Эмери увидел Одона. Командор де Сен-Дени сидел на земле, прислонившись спиной к колесу телеги. Глаза его были полуприкрыты, кажется, он был ранен, но трудно было определить куда — он был в крови с головы до пят. Эмери молча сел рядом с ним, положив голову Ходжи к себе на колени. Одон словно не заметил его. Они сидели так, наверное, с минуту, потом Эмери, как будто о чём-то вспомнив, переложил свой шарообразный трофей на колени Одона. Тот кивнул, дескать, всё понятно.

— Жоффруа, — властным голосом де Сен-Дени подозвал к себе того юного рыцаря, у которого сержант только что украл победу. Рыцарь, приблизившись, отвесил почтительный полупоклон.

— Здесь не рыцарский турнир, Жоффруа, свою доблесть будешь показывать где-нибудь в другом месте. И не смеши больше наших ветеранов, у них очень плохо с чувством юмора.

Подавленный юноша с трудом выговорил:

— Спасибо за науку, мессир.

— Да, не забудь поблагодарить этого наглеца, Жака.
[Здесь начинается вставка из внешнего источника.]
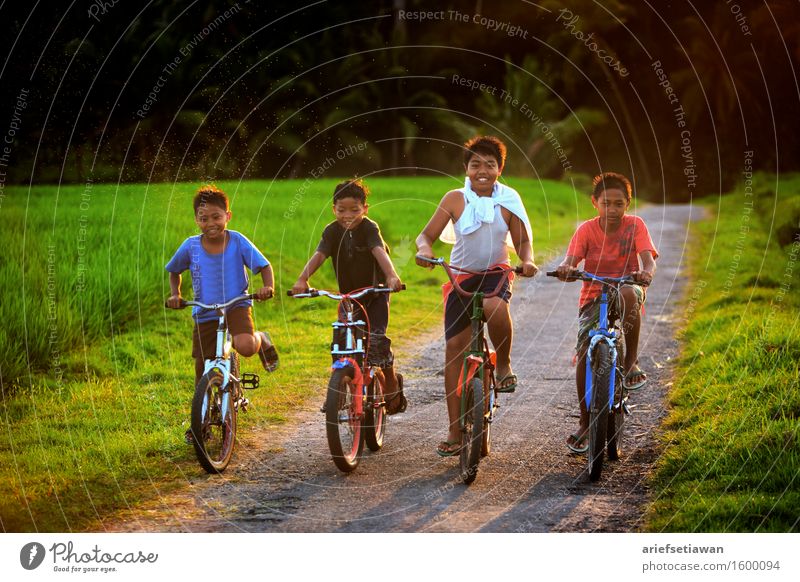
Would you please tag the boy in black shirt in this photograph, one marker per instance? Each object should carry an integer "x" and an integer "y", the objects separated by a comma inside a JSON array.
[{"x": 360, "y": 259}]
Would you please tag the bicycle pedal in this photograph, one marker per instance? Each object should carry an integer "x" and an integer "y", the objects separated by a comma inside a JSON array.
[{"x": 250, "y": 381}]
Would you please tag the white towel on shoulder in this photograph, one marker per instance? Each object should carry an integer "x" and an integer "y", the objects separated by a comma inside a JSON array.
[{"x": 480, "y": 209}]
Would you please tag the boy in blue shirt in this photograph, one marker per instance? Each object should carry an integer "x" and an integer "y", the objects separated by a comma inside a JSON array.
[{"x": 217, "y": 259}]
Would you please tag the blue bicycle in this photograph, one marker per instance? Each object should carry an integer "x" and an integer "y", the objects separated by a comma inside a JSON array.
[
  {"x": 605, "y": 394},
  {"x": 218, "y": 396}
]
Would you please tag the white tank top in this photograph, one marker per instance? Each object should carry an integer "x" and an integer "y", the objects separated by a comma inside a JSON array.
[{"x": 483, "y": 248}]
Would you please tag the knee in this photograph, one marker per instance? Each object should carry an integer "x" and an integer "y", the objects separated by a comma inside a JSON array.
[
  {"x": 630, "y": 301},
  {"x": 245, "y": 344}
]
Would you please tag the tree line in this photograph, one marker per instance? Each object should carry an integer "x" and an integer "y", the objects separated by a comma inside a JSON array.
[{"x": 680, "y": 95}]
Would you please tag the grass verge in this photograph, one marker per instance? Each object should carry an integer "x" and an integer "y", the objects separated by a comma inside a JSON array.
[
  {"x": 732, "y": 439},
  {"x": 101, "y": 372}
]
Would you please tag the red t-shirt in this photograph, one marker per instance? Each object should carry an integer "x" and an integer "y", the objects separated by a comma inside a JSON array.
[{"x": 613, "y": 255}]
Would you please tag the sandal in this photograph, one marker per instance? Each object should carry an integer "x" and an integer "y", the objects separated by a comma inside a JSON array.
[
  {"x": 269, "y": 356},
  {"x": 445, "y": 448},
  {"x": 635, "y": 371},
  {"x": 577, "y": 443},
  {"x": 390, "y": 406},
  {"x": 507, "y": 384}
]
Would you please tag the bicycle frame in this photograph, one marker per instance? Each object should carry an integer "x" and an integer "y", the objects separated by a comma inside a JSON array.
[
  {"x": 602, "y": 334},
  {"x": 475, "y": 358},
  {"x": 221, "y": 360},
  {"x": 353, "y": 352}
]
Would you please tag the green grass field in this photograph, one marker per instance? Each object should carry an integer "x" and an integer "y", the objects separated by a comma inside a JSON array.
[
  {"x": 96, "y": 374},
  {"x": 732, "y": 440}
]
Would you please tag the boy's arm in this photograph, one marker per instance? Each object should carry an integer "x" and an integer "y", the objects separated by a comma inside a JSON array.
[
  {"x": 385, "y": 263},
  {"x": 522, "y": 244},
  {"x": 268, "y": 284},
  {"x": 174, "y": 301},
  {"x": 645, "y": 274},
  {"x": 444, "y": 213},
  {"x": 567, "y": 267},
  {"x": 314, "y": 263}
]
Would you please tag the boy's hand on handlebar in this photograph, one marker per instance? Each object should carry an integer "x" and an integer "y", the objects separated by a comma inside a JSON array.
[
  {"x": 566, "y": 272},
  {"x": 301, "y": 286},
  {"x": 422, "y": 263},
  {"x": 529, "y": 269},
  {"x": 175, "y": 302},
  {"x": 394, "y": 283},
  {"x": 643, "y": 277},
  {"x": 265, "y": 293}
]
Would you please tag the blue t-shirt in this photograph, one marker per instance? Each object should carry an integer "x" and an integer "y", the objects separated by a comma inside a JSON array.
[{"x": 217, "y": 278}]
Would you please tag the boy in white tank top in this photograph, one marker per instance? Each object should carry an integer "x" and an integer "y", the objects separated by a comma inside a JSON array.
[{"x": 484, "y": 214}]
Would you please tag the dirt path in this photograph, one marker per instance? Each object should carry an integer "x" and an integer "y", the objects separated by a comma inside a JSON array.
[{"x": 530, "y": 483}]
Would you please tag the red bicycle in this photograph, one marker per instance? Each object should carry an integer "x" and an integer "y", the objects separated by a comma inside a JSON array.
[
  {"x": 355, "y": 407},
  {"x": 477, "y": 389}
]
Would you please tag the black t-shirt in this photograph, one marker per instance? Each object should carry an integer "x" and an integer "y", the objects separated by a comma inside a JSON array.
[{"x": 351, "y": 254}]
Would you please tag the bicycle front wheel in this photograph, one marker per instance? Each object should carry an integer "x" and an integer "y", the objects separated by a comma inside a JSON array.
[
  {"x": 617, "y": 417},
  {"x": 472, "y": 427},
  {"x": 598, "y": 408},
  {"x": 342, "y": 425},
  {"x": 213, "y": 423},
  {"x": 490, "y": 404},
  {"x": 375, "y": 414}
]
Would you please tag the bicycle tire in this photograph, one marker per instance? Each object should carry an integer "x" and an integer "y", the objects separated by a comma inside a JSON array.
[
  {"x": 375, "y": 418},
  {"x": 345, "y": 439},
  {"x": 490, "y": 397},
  {"x": 472, "y": 430},
  {"x": 598, "y": 409},
  {"x": 616, "y": 419},
  {"x": 213, "y": 431}
]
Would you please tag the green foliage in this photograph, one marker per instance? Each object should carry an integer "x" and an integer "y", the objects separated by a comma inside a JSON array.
[
  {"x": 102, "y": 428},
  {"x": 731, "y": 460}
]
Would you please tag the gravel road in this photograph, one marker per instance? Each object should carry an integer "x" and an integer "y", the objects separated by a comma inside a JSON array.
[{"x": 284, "y": 480}]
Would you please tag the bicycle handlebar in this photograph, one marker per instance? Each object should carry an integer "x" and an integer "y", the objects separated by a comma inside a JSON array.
[
  {"x": 339, "y": 296},
  {"x": 504, "y": 269},
  {"x": 584, "y": 276},
  {"x": 185, "y": 303}
]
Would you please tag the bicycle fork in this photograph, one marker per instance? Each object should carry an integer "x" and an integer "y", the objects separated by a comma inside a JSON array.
[{"x": 613, "y": 406}]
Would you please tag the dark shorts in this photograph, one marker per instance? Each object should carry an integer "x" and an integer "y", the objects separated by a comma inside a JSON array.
[
  {"x": 379, "y": 347},
  {"x": 458, "y": 309},
  {"x": 204, "y": 338},
  {"x": 589, "y": 314}
]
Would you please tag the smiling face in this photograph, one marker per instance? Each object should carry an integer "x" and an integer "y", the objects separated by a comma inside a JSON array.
[
  {"x": 349, "y": 212},
  {"x": 212, "y": 221},
  {"x": 483, "y": 171},
  {"x": 611, "y": 205}
]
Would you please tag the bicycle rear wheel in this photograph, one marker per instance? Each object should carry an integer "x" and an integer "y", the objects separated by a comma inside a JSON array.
[
  {"x": 598, "y": 408},
  {"x": 342, "y": 426},
  {"x": 472, "y": 427},
  {"x": 375, "y": 414},
  {"x": 213, "y": 423}
]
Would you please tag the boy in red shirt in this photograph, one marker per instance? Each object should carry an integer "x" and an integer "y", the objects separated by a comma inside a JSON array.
[{"x": 612, "y": 245}]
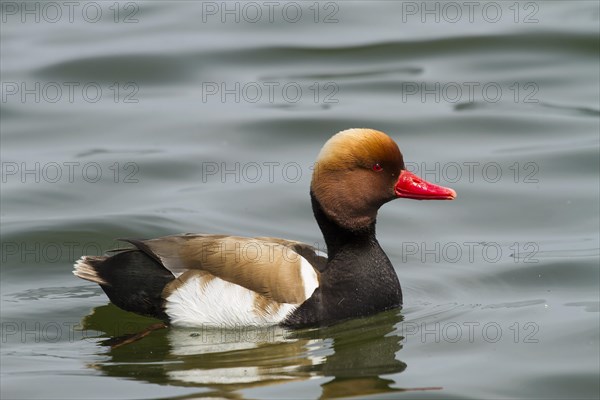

Он, вполне возможно, спас тебе жизнь. А за свою наглость он будет наказан. Позови его ко мне.

С Жаком Одон был так же краток:

— За недопустимо грубое обращение к рыцарю ты будешь три дня есть на земле вместе с рабами и ходить голый по пояс с верёвкой на шее.

— Именем Господа, мессир, — ответил сержант так, как будто его это не касалось.

— Что-нибудь случилось, Жак?

— Погиб рыцарь, у которого я был оруженосцем.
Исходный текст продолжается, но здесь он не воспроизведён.